30 juin-2 juil. 2025 Nantes (France)
Play as an Autotelic Activity
Robert Reimer  1@  
1 : University of Illinois, Urbana-Champaign

Play as an Autotelic Activity

 

In his paper ‘Words on Play', Bernard Suits famously defines play as an autotelic activity (Suits 1977, 124). This assumption has often been criticized. Stephen Schmid even pointed out that the concept of autotelicity – as it is currently employed in the literature – is too unclear to serve as a defining feature of play, at all (Schmid 2009). Specifically, it is unclear how one can engage in an activity both autotelically – that is, for its own sake – and for ‘further' intrinsic reasons, as it often seems to be the case (idem 2011, 155; also see Royce 2011, 99-100). Due to this fact, Schmid later dismisses autotelicity as a defining feature and rather opts for a definition of play simply in terms of the player's engagement in an activity for intrinsic reasons (Schmid 2011).

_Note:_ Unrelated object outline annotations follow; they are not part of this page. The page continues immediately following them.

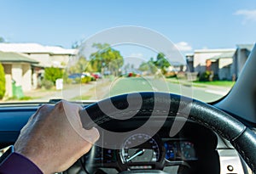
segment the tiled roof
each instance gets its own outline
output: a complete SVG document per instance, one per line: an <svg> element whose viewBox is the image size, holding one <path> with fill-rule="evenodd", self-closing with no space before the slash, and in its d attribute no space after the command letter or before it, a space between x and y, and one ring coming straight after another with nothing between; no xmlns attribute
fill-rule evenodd
<svg viewBox="0 0 256 174"><path fill-rule="evenodd" d="M0 43L0 51L22 53L49 53L71 55L73 55L76 53L76 49L66 49L57 46L43 46L38 43Z"/></svg>
<svg viewBox="0 0 256 174"><path fill-rule="evenodd" d="M25 55L21 55L17 53L11 52L1 52L0 51L0 62L25 62L30 64L38 64L38 61L32 59Z"/></svg>

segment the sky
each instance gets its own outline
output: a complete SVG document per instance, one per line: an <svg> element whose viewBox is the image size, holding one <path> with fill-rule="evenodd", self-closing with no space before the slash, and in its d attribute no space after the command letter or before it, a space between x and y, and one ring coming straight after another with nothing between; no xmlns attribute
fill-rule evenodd
<svg viewBox="0 0 256 174"><path fill-rule="evenodd" d="M256 38L255 0L0 0L0 36L9 42L70 48L77 41L122 25L156 31L186 53L235 48Z"/></svg>

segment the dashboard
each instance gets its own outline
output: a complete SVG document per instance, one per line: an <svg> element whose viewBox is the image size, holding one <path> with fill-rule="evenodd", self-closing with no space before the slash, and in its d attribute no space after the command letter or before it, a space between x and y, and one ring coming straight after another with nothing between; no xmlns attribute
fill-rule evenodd
<svg viewBox="0 0 256 174"><path fill-rule="evenodd" d="M112 131L117 132L123 129L125 125L135 128L135 121L130 121L109 122L108 127L113 127L112 126L114 124ZM141 125L140 121L136 122ZM198 166L201 166L201 170L207 171L207 173L219 170L216 134L193 121L187 121L178 134L170 137L170 125L172 123L172 119L166 121L154 136L148 133L150 129L125 136L120 140L119 147L113 144L113 148L110 149L95 145L83 157L82 164L88 173L119 173L127 170L154 169L170 173L193 173L198 172ZM100 141L102 143L105 142L103 139ZM208 167L212 164L218 167L215 166L215 169L209 171Z"/></svg>
<svg viewBox="0 0 256 174"><path fill-rule="evenodd" d="M0 149L14 144L20 129L38 108L0 108ZM106 136L102 134L102 138L98 144L62 173L115 174L141 169L162 170L172 174L244 173L244 163L234 148L201 125L186 121L183 129L177 135L170 137L174 119L168 118L153 136L150 136L150 130L154 126L154 123L141 132L122 137L119 145L108 146L113 148L102 148L106 147L106 142L111 143L111 141L106 141ZM113 132L129 131L145 121L146 119L108 121L103 128ZM228 166L233 166L234 170L228 171Z"/></svg>

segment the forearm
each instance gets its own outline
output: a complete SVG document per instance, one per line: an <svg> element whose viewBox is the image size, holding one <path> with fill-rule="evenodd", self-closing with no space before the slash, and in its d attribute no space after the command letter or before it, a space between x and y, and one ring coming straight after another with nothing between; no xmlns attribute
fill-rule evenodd
<svg viewBox="0 0 256 174"><path fill-rule="evenodd" d="M30 160L18 153L12 153L0 164L0 174L43 174Z"/></svg>

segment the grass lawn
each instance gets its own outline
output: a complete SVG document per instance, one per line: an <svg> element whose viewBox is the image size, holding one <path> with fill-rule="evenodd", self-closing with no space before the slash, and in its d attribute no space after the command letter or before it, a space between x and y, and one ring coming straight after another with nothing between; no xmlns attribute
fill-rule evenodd
<svg viewBox="0 0 256 174"><path fill-rule="evenodd" d="M218 87L233 87L236 81L194 81L193 84L213 85Z"/></svg>

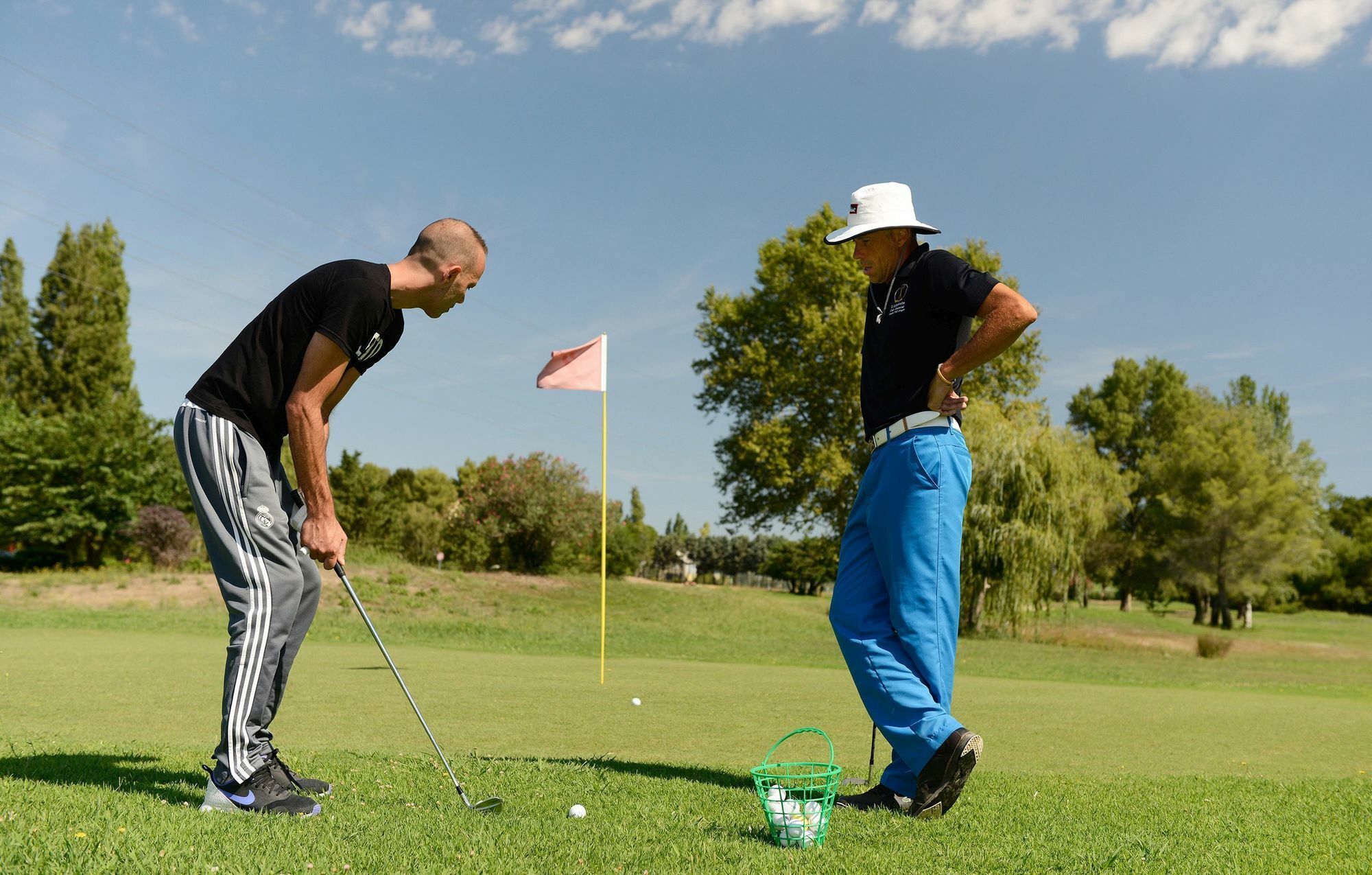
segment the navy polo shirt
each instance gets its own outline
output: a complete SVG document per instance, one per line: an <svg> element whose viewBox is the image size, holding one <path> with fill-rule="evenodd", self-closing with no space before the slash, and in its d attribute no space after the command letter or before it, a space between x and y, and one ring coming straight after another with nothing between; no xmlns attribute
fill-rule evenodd
<svg viewBox="0 0 1372 875"><path fill-rule="evenodd" d="M996 277L952 252L921 243L896 272L895 285L873 283L867 288L862 418L868 436L903 416L929 409L934 369L967 341L971 317L996 283ZM962 380L955 384L962 385Z"/></svg>

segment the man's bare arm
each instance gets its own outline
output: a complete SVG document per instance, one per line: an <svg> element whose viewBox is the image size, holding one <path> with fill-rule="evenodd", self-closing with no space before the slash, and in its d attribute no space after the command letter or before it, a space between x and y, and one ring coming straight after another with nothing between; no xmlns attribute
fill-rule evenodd
<svg viewBox="0 0 1372 875"><path fill-rule="evenodd" d="M938 368L947 380L956 380L1008 350L1039 318L1039 311L1019 292L996 283L977 315L984 320L981 328ZM934 376L929 383L929 407L938 410L951 394L952 385Z"/></svg>
<svg viewBox="0 0 1372 875"><path fill-rule="evenodd" d="M295 480L305 495L309 516L300 527L300 543L310 549L310 555L333 568L343 560L347 535L333 513L333 494L329 491L329 473L325 457L329 425L328 414L342 398L335 394L342 387L348 370L348 357L336 343L316 333L305 350L300 374L295 388L285 402L285 422L291 438L291 457L295 459ZM355 377L354 377L355 380ZM348 383L351 385L351 381Z"/></svg>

In this talk, I clarify the concept of autotelicity and defend the notion of play as an autotelic activity against Schmid and other critics. 

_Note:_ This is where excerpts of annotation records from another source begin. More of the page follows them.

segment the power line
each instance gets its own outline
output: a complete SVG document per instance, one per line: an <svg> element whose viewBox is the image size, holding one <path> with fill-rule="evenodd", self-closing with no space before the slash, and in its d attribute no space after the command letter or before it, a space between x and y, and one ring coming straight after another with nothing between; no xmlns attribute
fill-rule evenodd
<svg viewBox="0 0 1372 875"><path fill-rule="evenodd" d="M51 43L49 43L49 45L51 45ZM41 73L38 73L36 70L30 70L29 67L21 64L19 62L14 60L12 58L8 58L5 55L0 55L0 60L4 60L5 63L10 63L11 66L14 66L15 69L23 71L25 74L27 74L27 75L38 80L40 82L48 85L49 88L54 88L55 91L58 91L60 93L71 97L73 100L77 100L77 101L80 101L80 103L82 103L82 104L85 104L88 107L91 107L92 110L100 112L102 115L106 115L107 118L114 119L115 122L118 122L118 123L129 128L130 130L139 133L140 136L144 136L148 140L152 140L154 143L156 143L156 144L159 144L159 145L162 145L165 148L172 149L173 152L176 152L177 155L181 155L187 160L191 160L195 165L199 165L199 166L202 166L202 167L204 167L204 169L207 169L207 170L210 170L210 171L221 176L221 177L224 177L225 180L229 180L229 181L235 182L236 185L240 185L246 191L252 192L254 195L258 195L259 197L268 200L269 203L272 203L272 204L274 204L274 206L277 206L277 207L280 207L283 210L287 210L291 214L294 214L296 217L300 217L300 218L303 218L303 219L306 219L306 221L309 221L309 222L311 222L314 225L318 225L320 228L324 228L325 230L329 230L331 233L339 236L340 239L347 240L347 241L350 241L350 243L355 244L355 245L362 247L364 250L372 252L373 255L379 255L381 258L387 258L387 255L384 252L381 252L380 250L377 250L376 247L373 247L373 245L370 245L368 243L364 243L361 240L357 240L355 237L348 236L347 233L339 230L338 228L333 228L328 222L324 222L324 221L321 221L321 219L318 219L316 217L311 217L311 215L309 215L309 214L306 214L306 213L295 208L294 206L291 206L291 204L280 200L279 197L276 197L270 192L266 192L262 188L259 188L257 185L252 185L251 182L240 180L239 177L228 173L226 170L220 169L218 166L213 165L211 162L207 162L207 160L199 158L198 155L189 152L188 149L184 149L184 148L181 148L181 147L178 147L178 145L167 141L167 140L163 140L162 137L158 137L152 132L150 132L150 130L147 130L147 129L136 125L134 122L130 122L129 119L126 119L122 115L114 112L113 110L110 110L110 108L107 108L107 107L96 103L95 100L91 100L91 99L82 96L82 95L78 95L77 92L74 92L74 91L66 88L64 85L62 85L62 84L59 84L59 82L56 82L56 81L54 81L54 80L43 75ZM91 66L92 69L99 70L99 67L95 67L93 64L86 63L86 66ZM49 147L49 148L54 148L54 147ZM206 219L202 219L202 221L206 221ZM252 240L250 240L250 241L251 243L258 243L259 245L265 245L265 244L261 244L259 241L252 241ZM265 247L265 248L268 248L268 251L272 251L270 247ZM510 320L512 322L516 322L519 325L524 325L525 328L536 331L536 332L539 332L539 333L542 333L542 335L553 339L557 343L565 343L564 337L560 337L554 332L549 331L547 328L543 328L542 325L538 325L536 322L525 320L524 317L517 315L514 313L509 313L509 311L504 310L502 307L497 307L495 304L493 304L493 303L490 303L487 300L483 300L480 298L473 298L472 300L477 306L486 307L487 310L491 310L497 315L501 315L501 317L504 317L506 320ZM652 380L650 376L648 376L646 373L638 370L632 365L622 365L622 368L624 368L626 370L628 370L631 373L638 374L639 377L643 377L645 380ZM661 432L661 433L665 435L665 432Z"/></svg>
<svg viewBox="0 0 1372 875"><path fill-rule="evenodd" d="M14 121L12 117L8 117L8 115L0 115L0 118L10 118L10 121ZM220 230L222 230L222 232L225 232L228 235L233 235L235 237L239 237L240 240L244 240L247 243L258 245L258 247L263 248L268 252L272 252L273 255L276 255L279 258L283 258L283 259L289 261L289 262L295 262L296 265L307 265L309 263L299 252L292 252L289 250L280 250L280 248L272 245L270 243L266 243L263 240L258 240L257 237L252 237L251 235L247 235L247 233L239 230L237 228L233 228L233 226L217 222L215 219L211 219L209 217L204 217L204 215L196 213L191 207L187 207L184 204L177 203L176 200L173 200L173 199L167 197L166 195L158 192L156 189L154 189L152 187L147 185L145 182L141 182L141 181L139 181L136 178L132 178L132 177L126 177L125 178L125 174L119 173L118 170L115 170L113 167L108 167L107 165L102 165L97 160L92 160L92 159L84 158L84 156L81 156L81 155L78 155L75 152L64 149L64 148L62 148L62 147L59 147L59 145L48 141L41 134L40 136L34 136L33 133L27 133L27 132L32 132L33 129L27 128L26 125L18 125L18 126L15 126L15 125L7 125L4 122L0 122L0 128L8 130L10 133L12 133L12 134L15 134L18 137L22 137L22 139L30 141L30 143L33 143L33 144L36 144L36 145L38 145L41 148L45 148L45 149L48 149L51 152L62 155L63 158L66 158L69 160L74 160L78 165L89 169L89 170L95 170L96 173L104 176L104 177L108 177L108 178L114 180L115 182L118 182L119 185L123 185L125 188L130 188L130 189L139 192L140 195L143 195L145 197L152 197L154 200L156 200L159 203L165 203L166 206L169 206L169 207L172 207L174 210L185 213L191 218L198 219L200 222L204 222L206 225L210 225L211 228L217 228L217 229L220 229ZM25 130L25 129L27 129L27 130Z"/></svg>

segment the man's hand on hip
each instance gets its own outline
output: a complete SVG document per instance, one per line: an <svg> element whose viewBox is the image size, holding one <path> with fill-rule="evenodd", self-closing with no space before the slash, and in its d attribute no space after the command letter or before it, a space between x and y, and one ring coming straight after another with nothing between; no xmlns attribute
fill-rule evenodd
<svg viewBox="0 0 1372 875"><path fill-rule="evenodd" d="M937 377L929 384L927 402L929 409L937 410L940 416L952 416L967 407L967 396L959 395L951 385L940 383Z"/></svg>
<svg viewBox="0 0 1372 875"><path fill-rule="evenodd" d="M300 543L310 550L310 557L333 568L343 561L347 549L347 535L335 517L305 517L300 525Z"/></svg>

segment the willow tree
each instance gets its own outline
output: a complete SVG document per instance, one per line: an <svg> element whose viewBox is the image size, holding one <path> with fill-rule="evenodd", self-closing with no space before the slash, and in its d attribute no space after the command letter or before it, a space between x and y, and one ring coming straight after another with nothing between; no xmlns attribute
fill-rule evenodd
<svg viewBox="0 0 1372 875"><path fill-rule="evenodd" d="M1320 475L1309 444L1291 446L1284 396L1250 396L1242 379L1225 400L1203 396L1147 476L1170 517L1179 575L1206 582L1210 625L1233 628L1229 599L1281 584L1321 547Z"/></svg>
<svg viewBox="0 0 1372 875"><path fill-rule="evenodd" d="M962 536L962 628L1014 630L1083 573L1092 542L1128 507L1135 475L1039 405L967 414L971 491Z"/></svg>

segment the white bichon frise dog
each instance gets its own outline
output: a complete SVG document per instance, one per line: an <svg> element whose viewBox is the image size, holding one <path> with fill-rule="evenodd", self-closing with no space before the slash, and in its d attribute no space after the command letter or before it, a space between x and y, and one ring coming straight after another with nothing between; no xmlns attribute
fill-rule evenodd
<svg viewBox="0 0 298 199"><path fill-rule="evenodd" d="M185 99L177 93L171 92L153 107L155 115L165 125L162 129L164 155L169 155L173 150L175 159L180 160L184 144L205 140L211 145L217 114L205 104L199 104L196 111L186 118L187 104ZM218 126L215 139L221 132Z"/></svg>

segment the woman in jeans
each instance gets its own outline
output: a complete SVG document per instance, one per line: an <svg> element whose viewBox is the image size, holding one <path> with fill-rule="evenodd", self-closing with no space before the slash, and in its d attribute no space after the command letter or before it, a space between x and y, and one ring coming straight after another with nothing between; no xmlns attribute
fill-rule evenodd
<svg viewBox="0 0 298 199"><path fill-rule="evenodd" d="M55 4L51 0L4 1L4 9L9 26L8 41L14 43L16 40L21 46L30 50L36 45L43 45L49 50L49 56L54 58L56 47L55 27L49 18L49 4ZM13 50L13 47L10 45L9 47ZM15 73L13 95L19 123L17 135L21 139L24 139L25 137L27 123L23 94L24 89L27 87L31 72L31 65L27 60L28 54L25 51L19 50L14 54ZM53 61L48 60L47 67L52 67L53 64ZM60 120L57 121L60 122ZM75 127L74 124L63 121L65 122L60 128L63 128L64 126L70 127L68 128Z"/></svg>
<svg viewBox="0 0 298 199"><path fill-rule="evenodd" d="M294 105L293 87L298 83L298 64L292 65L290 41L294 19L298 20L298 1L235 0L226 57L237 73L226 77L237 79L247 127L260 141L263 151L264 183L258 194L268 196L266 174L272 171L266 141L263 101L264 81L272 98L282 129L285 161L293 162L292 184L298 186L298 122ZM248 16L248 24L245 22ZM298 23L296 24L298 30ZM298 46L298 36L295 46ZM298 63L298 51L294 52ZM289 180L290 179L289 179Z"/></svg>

First, I define autotelic activity as an activity that an agent engages in for its own sake. Then, I show what it means for an activity to be engaged in for its own sake and argue that an activity's autotelic nature is not in conflict with its internal instrumental structure. Finally, I argue that the engagement in an autotelic activity is also not necessarily in conflict with the existence of intrinsic reasons. This argumentative approach is largely inspired by the action-philosophical work of Candace Vogler (2008). Focusing on pleasure, I show that the relation between the agent's engagement in an activity and the pleasure she acts from, as Vogler puts it, is not an instrumental but itself an intrinsic relation. For this reason, at least some activities can be engaged in both from pleasure and for its own sake. 

 

References

Royce, R. 2011. “Suits, Autotelicity, Temporal Reallocations, Game Resources and Defining ‘play'.” Sport, Ethics and Philosophy 5 (2): 93-109. 

Schmid, S. E. 2009. “Reconsidering Autotelic Play.” Journal of the Philosophy of Sport 36 (2), 238-257.

Schmid, S. E. 2011. “Beyond Autotelic Play.” Journal of the Philosophy of Sport 38 (2), 149-166.

Suits, B. 1977. “Words On Play.” Journal of the Philosophy of Sport 4 (1), 117-131.

Vogler, C. 2008. Reasonably Vicious. Harvard University Press.